The problem with rivers as frontiers is one that's particularly prevalent in terms of the number of people who still make maps with the St. Lawrence as an international border despite it making no sense at all.

I think there's scope in a Venn diagram of people who started out making maps this way, and people who started out making maps when the only available online base maps were so low resolution/otherwise poor quality that defaulting to rivers became the obvious choice for making a 'different to OTL border that looks realistic'.

I've done it, but as you say it makes makes very little sense once you spend more than a few moments considering the role of rivers in human history.

Not that it wouldn't be enjoyable to see a satirical "Lower Nile as an international border" map.
 
I think there's scope in a Venn diagram of people who started out making maps this way, and people who started out making maps when the only available online base maps were so low resolution/otherwise poor quality that defaulting to rivers became the obvious choice for making a 'different to OTL border that looks realistic'.

I've done it, but as you say it makes makes very little sense once you spend more than a few moments considering the role of rivers in human history.

Not that it wouldn't be enjoyable to see a satirical "Lower Nile as an international border" map.

Thing is, you can make it work for some rivers, but the St.
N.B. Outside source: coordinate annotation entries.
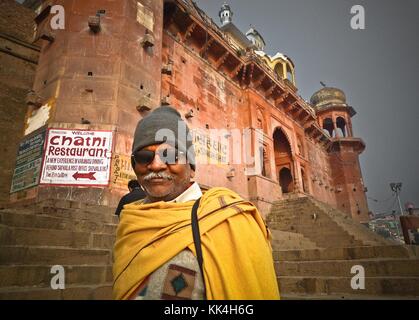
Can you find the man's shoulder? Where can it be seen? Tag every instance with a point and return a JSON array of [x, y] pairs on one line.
[[222, 196]]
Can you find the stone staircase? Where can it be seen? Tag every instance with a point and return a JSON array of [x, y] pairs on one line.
[[290, 240], [391, 269], [320, 223], [35, 237], [391, 272]]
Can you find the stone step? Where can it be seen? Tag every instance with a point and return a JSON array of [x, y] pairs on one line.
[[40, 275], [56, 238], [71, 292], [99, 215], [381, 286], [344, 296], [350, 253], [44, 221], [342, 268], [11, 255]]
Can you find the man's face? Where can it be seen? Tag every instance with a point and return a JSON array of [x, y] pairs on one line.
[[161, 181]]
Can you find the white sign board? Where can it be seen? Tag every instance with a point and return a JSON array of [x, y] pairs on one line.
[[77, 157]]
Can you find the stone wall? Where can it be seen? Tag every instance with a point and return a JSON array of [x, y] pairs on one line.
[[18, 58]]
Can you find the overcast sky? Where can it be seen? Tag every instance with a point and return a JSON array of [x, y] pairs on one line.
[[377, 68]]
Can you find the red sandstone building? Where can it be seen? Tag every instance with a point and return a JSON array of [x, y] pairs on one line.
[[114, 61]]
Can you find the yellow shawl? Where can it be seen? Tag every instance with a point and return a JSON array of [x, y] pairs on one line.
[[235, 245]]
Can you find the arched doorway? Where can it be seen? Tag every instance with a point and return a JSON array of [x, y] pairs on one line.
[[285, 180], [303, 177], [283, 161]]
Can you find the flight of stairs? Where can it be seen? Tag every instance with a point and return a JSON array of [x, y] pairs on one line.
[[35, 237], [320, 223], [391, 269]]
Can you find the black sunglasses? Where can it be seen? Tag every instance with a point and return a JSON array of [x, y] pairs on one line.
[[166, 155]]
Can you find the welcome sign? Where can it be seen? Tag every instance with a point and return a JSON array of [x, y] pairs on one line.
[[77, 157]]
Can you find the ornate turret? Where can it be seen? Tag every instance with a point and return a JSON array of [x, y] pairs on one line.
[[334, 116], [225, 14], [328, 96], [254, 36]]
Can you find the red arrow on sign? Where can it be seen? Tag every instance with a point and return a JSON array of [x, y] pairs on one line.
[[89, 175]]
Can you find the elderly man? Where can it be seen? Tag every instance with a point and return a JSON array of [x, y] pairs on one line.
[[155, 252]]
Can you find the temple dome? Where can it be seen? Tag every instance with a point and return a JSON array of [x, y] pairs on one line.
[[326, 96]]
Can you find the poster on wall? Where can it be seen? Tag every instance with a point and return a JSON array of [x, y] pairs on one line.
[[122, 171], [28, 162], [77, 157]]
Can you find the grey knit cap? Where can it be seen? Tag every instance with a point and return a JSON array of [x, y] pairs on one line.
[[164, 124]]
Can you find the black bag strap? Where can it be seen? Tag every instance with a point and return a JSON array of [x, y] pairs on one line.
[[197, 240]]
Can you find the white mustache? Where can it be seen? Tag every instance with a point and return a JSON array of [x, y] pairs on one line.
[[157, 175]]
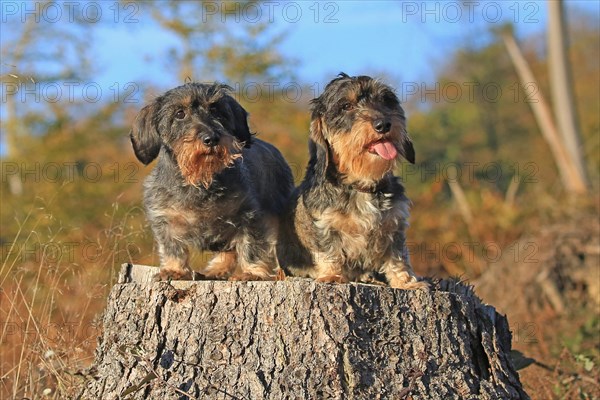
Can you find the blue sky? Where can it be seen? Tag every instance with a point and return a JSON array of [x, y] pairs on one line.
[[407, 40]]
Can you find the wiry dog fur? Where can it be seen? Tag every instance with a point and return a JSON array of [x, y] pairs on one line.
[[347, 220], [214, 185]]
Lawrence in particular has the issue that it's navigable by ocean going vessels for so far down the length that controlling Montreal and Quebec (both on the north side) means you have complete sway to exert control over the south bank, and controlling one or the other lends itself to a lateral division rather than following the river.

Egypt's similar but less so in that at least you could use Alexandria as a major base to get a border on the delta, but Cairo does just dominate both sides of the river there.

There just isn't the strategic depth of settlement that you could have with, to take an example, an Elbe boundary.
 
Thing is, you can make it work for some rivers, but the St. Lawrence in particular has the issue that it's navigable by ocean going vessels for so far down the length that controlling Montreal and Quebec (both on the north side) means you have complete sway to exert control over the south bank, and controlling one or the other lends itself to a lateral division rather than following the river.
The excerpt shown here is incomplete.